Carine destaca que produtores que investem em maiores tecnologias e cuidados com o solo, obtiveram resultados melhores, mesmo diante das adversidades.

“Existe produtores que já estão investindo há tempo em preparação do solo, palhada e rotação e cultura, isso tudo ajuda em uma melhor produtividade”, explica.

Em alguns casos, os produtores “abandonaram” a lavoura, não fazendo os investimentos necessários naquele momento, pois já haviam desacreditado da safra.

“Percebe-se que há produtores que têm investido em melhores tecnologias e cuidados com as lavouras, melhorando os rendimentos.
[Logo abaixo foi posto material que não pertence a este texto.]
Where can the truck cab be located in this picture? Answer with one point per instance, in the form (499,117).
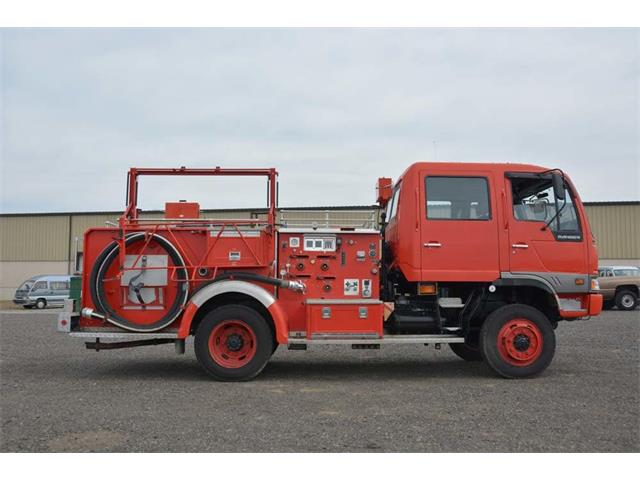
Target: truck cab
(466,240)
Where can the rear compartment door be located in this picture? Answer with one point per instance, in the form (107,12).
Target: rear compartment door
(459,227)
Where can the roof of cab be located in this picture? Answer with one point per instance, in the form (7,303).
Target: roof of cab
(464,166)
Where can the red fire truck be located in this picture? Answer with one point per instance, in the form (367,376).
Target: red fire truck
(487,258)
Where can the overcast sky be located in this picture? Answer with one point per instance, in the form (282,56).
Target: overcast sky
(331,109)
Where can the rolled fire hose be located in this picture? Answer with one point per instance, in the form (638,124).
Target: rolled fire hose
(104,261)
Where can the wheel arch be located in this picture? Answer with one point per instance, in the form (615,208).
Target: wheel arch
(534,292)
(627,286)
(230,292)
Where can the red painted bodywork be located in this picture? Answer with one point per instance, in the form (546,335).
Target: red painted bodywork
(474,250)
(468,252)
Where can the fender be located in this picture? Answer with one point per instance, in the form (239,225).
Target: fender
(235,286)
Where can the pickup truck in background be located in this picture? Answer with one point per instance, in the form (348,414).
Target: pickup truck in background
(619,286)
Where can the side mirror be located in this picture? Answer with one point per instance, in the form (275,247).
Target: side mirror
(558,186)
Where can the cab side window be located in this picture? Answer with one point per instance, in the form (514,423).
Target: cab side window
(457,198)
(393,206)
(534,201)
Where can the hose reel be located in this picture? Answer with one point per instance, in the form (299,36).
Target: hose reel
(135,285)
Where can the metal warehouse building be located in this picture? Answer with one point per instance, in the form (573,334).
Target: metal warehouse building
(36,244)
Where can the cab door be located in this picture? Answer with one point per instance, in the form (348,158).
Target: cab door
(545,234)
(459,227)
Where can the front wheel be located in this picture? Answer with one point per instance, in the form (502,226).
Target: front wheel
(233,343)
(517,341)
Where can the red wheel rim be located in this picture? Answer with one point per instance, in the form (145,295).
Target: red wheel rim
(520,342)
(232,344)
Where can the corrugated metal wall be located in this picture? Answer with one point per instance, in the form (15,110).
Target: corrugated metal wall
(51,237)
(617,230)
(34,238)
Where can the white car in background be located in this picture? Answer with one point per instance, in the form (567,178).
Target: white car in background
(43,291)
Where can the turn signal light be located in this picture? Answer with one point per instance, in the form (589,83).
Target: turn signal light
(427,289)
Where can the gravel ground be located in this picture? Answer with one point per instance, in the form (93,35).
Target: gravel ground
(57,396)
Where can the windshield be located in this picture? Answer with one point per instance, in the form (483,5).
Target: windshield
(26,286)
(626,272)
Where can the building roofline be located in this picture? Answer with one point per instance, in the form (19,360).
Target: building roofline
(264,210)
(612,203)
(207,210)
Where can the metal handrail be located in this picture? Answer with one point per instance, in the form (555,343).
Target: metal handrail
(327,219)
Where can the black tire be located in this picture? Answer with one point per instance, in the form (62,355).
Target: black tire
(517,341)
(626,300)
(469,353)
(255,326)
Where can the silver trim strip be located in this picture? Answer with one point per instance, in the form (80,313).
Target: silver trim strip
(232,286)
(125,336)
(327,230)
(558,282)
(388,339)
(338,301)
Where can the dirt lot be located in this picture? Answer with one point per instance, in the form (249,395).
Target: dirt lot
(57,396)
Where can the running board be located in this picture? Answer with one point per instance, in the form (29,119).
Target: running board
(368,340)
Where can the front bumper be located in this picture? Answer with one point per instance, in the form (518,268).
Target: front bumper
(595,303)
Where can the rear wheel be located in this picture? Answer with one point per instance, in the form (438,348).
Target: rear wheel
(517,341)
(626,300)
(233,343)
(467,352)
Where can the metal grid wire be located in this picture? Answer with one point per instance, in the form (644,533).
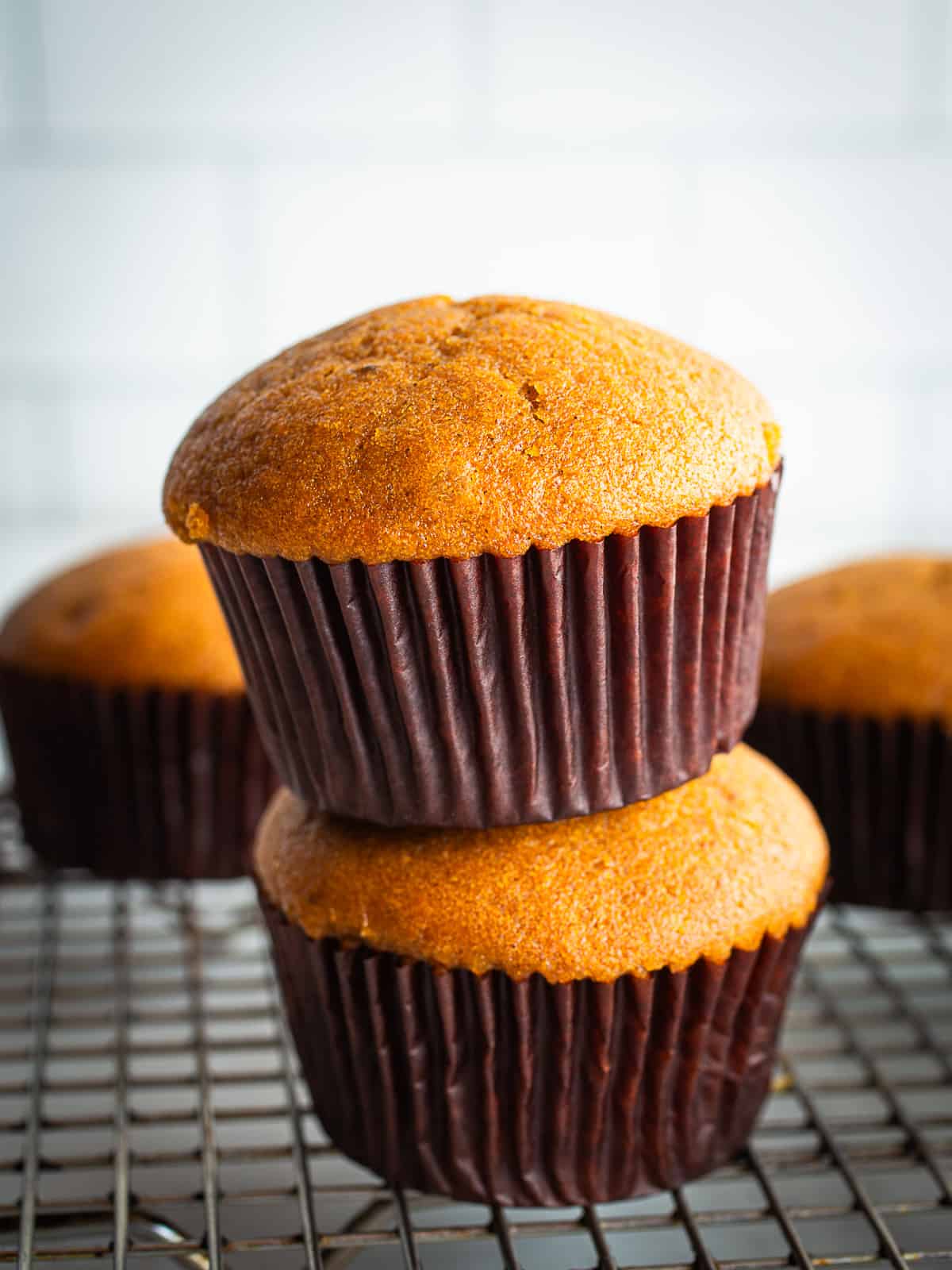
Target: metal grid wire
(152,1111)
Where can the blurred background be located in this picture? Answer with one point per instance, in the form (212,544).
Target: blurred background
(187,187)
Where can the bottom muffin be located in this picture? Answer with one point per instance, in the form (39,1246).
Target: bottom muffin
(549,1014)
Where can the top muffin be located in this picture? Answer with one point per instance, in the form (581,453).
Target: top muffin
(871,638)
(433,429)
(141,615)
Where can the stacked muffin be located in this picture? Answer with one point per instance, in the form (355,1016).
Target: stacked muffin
(495,572)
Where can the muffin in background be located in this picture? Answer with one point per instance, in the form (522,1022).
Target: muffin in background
(488,563)
(132,742)
(857,708)
(546,1014)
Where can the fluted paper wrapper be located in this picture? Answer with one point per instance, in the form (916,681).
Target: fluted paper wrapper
(530,1092)
(884,793)
(127,783)
(501,691)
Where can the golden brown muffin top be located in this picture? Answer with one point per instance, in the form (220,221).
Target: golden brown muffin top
(704,869)
(433,429)
(141,615)
(873,638)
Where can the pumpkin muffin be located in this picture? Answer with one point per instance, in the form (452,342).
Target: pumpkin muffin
(488,563)
(857,706)
(132,742)
(546,1014)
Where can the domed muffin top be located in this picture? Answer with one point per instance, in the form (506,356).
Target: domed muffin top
(433,429)
(873,638)
(140,615)
(698,872)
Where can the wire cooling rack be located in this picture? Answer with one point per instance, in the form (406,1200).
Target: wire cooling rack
(152,1113)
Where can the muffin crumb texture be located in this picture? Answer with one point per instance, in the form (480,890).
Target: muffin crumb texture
(873,638)
(433,429)
(144,615)
(704,869)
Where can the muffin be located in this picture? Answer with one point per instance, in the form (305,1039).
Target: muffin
(132,742)
(857,706)
(546,1014)
(488,563)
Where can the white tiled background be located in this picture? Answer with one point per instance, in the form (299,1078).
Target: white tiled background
(190,186)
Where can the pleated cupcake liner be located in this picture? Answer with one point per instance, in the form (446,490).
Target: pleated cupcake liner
(484,1087)
(884,793)
(498,691)
(127,783)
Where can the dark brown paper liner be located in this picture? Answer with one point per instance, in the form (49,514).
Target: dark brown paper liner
(528,1092)
(499,691)
(884,793)
(135,783)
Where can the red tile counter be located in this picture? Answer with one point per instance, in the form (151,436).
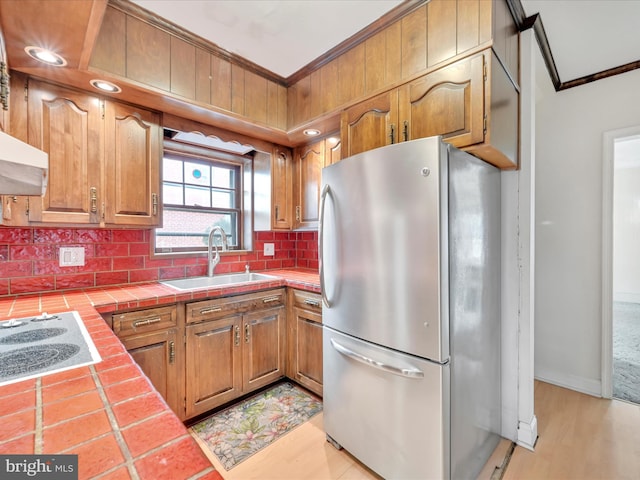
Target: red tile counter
(108,413)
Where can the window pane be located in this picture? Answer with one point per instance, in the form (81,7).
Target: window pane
(222,199)
(190,229)
(172,194)
(172,170)
(222,177)
(197,196)
(197,173)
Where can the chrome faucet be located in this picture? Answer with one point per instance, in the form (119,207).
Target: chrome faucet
(211,260)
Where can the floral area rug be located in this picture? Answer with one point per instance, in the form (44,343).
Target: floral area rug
(238,432)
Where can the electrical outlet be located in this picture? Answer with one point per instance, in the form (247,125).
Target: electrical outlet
(269,249)
(71,256)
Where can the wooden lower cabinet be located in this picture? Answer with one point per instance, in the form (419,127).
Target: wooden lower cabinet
(152,338)
(234,345)
(305,340)
(203,354)
(214,364)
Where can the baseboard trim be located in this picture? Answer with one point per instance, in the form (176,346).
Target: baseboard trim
(528,433)
(572,382)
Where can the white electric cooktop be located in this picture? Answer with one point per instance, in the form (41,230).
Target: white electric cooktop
(31,347)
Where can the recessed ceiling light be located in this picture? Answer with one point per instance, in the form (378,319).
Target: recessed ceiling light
(45,56)
(105,86)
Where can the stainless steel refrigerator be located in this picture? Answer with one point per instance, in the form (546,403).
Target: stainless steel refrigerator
(410,271)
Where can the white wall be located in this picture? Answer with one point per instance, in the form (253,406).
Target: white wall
(568,205)
(626,221)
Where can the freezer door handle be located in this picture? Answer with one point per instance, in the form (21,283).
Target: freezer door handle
(325,191)
(403,372)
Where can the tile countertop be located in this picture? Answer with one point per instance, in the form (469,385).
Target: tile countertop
(108,413)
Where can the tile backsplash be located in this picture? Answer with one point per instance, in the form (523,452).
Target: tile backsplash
(29,258)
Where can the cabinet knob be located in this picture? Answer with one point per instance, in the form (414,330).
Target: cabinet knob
(93,195)
(172,352)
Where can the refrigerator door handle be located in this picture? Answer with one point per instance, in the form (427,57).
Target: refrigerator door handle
(403,372)
(325,191)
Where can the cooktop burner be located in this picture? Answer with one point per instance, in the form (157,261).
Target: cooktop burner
(44,317)
(35,346)
(35,357)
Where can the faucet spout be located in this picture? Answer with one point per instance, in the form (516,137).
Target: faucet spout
(212,261)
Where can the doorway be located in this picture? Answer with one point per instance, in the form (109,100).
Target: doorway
(621,265)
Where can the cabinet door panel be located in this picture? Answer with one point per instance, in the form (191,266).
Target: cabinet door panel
(68,126)
(309,163)
(155,353)
(214,372)
(308,355)
(447,102)
(282,189)
(264,347)
(370,125)
(132,166)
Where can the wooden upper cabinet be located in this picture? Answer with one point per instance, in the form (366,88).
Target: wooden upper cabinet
(332,150)
(132,166)
(104,158)
(370,124)
(309,161)
(183,68)
(281,189)
(4,87)
(148,57)
(68,126)
(448,102)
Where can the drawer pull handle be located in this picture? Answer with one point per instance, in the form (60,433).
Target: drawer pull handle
(204,311)
(147,321)
(93,194)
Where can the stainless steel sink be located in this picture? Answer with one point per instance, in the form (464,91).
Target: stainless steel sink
(195,283)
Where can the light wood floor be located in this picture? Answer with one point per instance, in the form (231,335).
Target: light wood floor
(580,437)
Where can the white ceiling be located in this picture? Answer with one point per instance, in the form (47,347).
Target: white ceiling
(280,35)
(586,36)
(589,36)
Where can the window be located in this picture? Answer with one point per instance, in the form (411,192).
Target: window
(199,191)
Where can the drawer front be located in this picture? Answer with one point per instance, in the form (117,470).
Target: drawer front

A tecnologia e aprimoramento são recursos disponíveis no campo, isso torna a terra mais produtiva e com maiores chances de produção, mesmo em momentos de estiagem com ocorreu neste ano”, finaliza a extensionista.

Produtor não desanima mesmo frente as adversidades

O produtor camarguense Valcir Vicenzi, não perdeu tempo lamentando as perdas e já iniciou o plantio de inverno, com o cultivo da canola e já prepara para o mês de junho plantar trigo.

“Em maio eu e meu filho, Maikon, já plantamos uma parte da canola e em junho vamos plantar o trigo. Nós já compramos os insumos principais, pouca coisa falta agora, mas a diferença no valor do ano passado para este é muito grande, principalmente o adubo”, exclama o produtor.

Mesmo com a frustação da safra de verão, o produtor e seu filho não desanimam. “Nós plantamos um pouco mais tarde, mas não atingimos 50% da expectativa de colheita. Dependendo do investimento feito o custo da lavoura é de 25 sacas por hectare, e nós temos a preocupação de investir em melhorias e bons insumos para que a produção melhore a cada ano”, explica Vicenzi.

O produtor explica que a rotatividade das culturas de inverno é necessária, pois assim há menos probabilidades de a planta desenvolver alguma doença.

“Agora nós esperamos que acalme um pouco as chuvas para o plantio do trigo, torcer para que a geada tardia não prejudique a canola já plantada. Nós procuramos também diversificar, plantando uma parte de canola, outra de trigo e pastagem para o gado”, explica.

A safra deste ano não foi a ideal, mas não desanima o produtor e sua família. “Nós investimos e trabalhamos e sempre torcemos para que a próxima safra seja melhor do que a última. Essa é a vida e a realidade do agricultor”, finaliza.